In the Watch This Next column, Man of Many takes a look back at a great TV show or film that may have slipped under your radar. Given the near-limitless entertainment options in the Netflix era, it’s easy to overlook amazing content in favour of the latest hit. For every Game of Thrones, Breaking Bad or Stranger Things, there’s another thing equally worthy of attention and we make the case for why you should watch it and where you can find it.
‘If I could, I would have voted for Obama for a third term.’ – Dean Armitage, ‘Get Out’
As the American humourist Erma Bombeck once described, ‘there is a thin line that separates laughter and pain, comedy and tragedy, humour and hurt.’ The same could be said for comedy and horror, two genres with a distinct and enduring cinematic relationship. From ‘Scream’ and ‘Scary Movie’ to ‘Cabin in the Woods’, what seem strange bedfellows are in fact perfectly harmonious – both rely on the value of surprise for their dramatic impact and are often best characterised by a certain surrealist quality.
So it’s proven for Jordan Peele, better known as one half of the American comedy duo Key and Peele, who has made his directorial feature debut with the sharply funny horror film ‘Get Out’. It’s searing social and racial satire dressed up as a psychological thriller that manages to deliver on both fronts.

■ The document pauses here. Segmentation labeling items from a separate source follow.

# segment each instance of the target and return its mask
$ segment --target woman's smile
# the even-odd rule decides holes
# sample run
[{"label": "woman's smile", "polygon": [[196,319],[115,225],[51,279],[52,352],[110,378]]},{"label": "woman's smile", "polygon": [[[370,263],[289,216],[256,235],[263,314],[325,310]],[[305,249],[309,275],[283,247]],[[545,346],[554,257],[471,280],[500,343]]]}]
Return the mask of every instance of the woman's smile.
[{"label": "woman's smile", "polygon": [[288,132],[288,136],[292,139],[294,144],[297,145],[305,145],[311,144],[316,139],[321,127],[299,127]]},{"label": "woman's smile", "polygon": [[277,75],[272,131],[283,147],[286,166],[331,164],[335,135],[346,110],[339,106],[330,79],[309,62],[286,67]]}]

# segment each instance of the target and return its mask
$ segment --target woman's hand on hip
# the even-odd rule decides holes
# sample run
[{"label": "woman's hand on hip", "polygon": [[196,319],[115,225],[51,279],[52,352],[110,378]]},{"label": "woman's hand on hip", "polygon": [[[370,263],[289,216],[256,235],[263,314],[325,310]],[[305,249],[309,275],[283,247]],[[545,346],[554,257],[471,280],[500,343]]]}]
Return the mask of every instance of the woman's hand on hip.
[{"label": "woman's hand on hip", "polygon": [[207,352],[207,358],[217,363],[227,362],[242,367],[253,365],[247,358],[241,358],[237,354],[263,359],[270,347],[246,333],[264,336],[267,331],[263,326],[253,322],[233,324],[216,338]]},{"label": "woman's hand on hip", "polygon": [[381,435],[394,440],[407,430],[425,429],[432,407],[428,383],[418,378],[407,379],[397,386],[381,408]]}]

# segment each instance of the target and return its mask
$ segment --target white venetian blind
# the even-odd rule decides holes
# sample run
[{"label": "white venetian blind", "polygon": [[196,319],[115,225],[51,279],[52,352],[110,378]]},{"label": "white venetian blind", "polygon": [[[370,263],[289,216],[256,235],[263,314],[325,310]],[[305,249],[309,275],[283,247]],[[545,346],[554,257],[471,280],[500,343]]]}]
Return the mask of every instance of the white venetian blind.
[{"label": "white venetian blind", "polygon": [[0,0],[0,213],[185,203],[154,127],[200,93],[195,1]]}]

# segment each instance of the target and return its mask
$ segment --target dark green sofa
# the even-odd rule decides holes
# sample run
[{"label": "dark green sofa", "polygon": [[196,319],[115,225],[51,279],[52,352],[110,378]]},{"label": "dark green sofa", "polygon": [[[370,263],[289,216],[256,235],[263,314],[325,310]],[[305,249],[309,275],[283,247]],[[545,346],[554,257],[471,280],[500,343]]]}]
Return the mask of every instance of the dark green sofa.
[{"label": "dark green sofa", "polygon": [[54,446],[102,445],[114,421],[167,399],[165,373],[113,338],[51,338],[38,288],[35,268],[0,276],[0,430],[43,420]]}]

Chris (Daniel Kaluuya), a 20-something African-American about to spend the weekend with his white girlfriend Rose (‘Girls’ Alison Williams) and her rich, WASP-y parents at their secluded upstate mansion. Despite their warm welcome, Chris soon begins to suspect something is amiss due to the strange behaviour of the family and their black staff.
It’s a classic horror film setup, but used here as a jumping board to explore the lingering tensions in modern, middle-class American race relations. The house itself, the setting for a majority of the film, deliberately recalls a slavery-era plantation house, and Peele imbues the film with the full weight of both historical and modern racism.
Yet it’s a far cry from ‘Missisippi Burning’, instead opting to explore the more insidious racism of liberal American society. Rose’s parents, played by Bradley Whitford and Catherine Keener, a neurosurgeon and hypnotherapist respectively, ostensibly represent the kind of well-meaning but misplaced curiosity indicative of a type of ‘enlightened’ race relations that still unwittingly casts African-Americans as ‘other’.
There’s nods to social satires like ‘Pleasantville’ and ‘The Stepford Wives’, but ‘Get Out’ is also charged with Peele’s finely-tuned understanding of both racial awareness and modern horror tropes. A natural master of tone, Peele manages to navigate from sketch comedy to genuine psychological horror, often between scenes, without ever diminishing the film’s thematic impact.
‘Get Out’ marks the latest and arguably most successful outing for Blumhouse Productions, who are quietly revolutionising Hollywood horror with a low-budget, high-output approach to filmmaking. It’s a tactic that has yielded great success in the form of ‘Paranormal Activity’ and M Night Shyamalan’s recent ‘Split’, but ‘Get Out’ has eclipsed both in box office success and critical reception.
The film has already returned $250m from a budget of just $4.5m, becoming the highest-grossing film directed by an African-American in US history. It’s also the highest-grossing original debut film of all time, breaking the long-standing record held by ‘The Blair Witch Project’.
But ‘Get Out’s greatest impact will surely be in the social sphere: opening a much-needed dialogue on modern race relations and serving as required viewing for those looking to understand the experience of African-Americans through the comic lens of a director uniquely equipped to express it.
‘Get Out’ is currently in cinemas in Australia and will be released on home entertainment on 16/8/17.